Archbishop Farrell: ‘no magic bullet’ for crises of our times
The Westmeath-born Archbishop of Dublin has stated that there is “no magic bullet” to solve the “multi-layered” crises branching out from the central issue of climate change.
Launching his Pastoral Letter, The Cry of the Earth – The Cry of the Poor at the An Tairseach Dominican Farm and Ecology Centre in Wicklow yesterday, Archbishop Dermot Farrell described the climate crisis as “the major challenge confronting our planet” and “the defining issue of this generation”, and one which will “not be solved by sound bites or short-term actions”.
“Such a deep crisis defies easy solutions. There is no magic bullet,” said the Castletown Geoghegan native and St Finian’s College, Mullingar alumnus.
“Although scientists have been sounding the alarm for decades, there is still a long way to go to address climate change and loss of biodiversity effectively. Most people have not taken the enormity of the challenge on board.
“That said, it is not easy to take the enormity of this crisis on board, as the climate crisis is not simply about climate. It is a multi-layered crisis affecting all aspects of life: homelessness, housing, health, inequality, migration, and the economy as well as the quality of water, soil and air.
“It is vital that we see the human face of this crisis, that is both in the immediate and long-term effect on people, and particularly impacting the most vulnerable.”
In his Pastoral Letter, Archbishop Farrell referred to Saint John Paul II’s warning that human beings often seem to “perceive no other significance of their natural environment, but only those that serve the purposes of immediate use and consumption”.
“This short-sighted philosophy,” he added, “leads to the plunder of the earth and its poorest inhabitants”.

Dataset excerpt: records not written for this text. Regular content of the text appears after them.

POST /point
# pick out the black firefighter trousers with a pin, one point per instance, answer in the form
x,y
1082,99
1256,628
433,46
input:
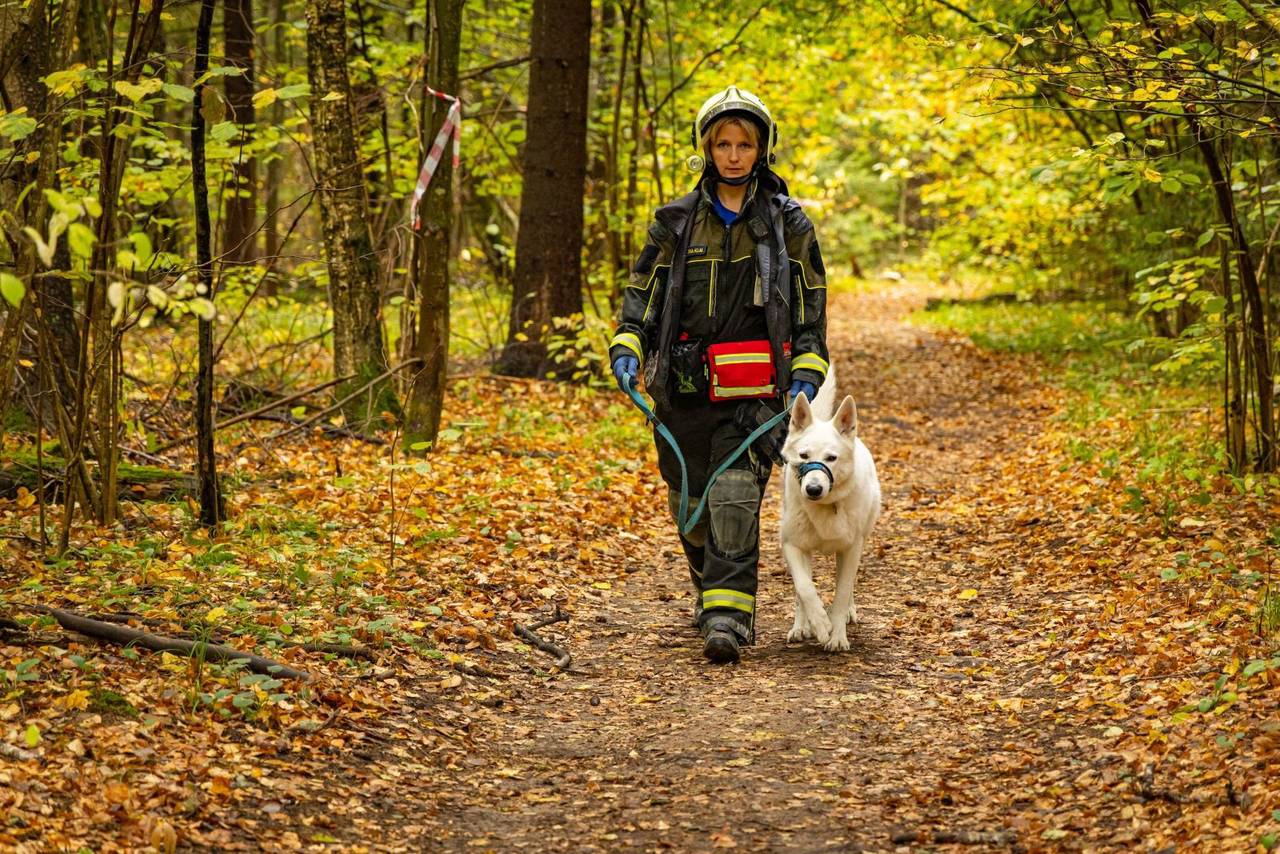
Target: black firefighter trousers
x,y
723,549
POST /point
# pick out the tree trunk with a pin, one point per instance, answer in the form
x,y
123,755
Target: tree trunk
x,y
39,44
279,54
211,510
1253,313
238,245
432,245
353,281
548,281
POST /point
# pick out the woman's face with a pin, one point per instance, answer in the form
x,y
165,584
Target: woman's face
x,y
734,151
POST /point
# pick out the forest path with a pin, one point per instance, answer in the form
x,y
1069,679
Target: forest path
x,y
940,720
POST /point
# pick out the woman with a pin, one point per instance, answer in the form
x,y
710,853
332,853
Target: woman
x,y
726,309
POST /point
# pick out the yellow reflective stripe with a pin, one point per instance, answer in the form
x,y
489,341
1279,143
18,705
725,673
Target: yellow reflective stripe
x,y
743,391
653,291
722,598
810,361
627,339
744,359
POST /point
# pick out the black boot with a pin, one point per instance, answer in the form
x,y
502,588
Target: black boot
x,y
722,635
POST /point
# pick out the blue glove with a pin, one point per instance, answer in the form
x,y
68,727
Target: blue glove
x,y
801,387
625,369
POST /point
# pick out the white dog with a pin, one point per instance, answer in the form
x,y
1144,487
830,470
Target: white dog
x,y
830,503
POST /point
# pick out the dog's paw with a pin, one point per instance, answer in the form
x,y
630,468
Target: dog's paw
x,y
821,624
839,642
800,630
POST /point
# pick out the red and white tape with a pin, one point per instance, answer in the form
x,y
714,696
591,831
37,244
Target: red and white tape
x,y
452,127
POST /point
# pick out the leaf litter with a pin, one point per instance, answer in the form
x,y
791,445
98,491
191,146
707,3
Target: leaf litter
x,y
1025,672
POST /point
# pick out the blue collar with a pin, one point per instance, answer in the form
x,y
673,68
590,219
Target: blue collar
x,y
727,217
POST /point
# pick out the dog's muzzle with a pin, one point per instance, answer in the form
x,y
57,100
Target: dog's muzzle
x,y
814,489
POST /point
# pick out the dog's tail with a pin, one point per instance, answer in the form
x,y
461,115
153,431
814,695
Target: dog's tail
x,y
824,405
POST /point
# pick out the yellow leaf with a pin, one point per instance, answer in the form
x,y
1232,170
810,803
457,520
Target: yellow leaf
x,y
264,97
77,699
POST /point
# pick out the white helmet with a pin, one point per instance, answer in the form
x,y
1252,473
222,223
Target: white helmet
x,y
734,100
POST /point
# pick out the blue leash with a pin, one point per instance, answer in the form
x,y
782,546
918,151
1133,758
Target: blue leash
x,y
688,521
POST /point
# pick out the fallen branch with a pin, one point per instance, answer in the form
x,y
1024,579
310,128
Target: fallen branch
x,y
562,658
337,649
126,617
243,416
974,837
127,636
342,402
1148,791
330,430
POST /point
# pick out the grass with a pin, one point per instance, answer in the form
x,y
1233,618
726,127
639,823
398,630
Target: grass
x,y
1160,430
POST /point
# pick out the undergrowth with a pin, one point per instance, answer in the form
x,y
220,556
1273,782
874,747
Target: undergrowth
x,y
1157,429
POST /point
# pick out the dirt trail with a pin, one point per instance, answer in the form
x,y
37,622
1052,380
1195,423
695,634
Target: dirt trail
x,y
928,725
941,727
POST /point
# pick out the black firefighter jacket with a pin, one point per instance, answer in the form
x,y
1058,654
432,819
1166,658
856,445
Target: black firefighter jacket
x,y
759,278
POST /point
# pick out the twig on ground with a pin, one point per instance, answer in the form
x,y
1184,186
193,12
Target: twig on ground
x,y
974,837
562,658
342,402
337,649
328,429
10,752
1147,788
127,636
305,726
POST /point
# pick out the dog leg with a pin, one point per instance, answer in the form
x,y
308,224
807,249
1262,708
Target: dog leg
x,y
800,628
808,603
842,608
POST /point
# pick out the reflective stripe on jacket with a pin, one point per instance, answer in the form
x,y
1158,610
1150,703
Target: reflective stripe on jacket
x,y
722,296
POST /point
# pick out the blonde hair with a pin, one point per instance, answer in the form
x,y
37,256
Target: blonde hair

The archbishop called for a “change of heart”, and a “transformation from within [which] will only be effected by an encounter with the Lord of creation, and an encounter with Christ in each other”.
Archbishop Farrell pointed to the active role being taken by young people in promoting climate-related issues, and quoted the Swedish climate activist Greta Thunberg: “I’ve learnt that no one is too small to make a difference”.
“Is it just that those who contribute least to the climate crisis suffer the most from its effects, especially the poor, but also the younger generations?” he asked.
“In the meantime, developed economies, which are primarily responsible for climate change, pretend to ignore what is happening the Third World and refuse to take decisive measures.
“In Laudato Si, Pope Francis asks a very important question: ‘What kind of world do we want to leave to those who come after us, to children who are now growing up?’
“This is the same question being asked of us right now by the young people of the world.”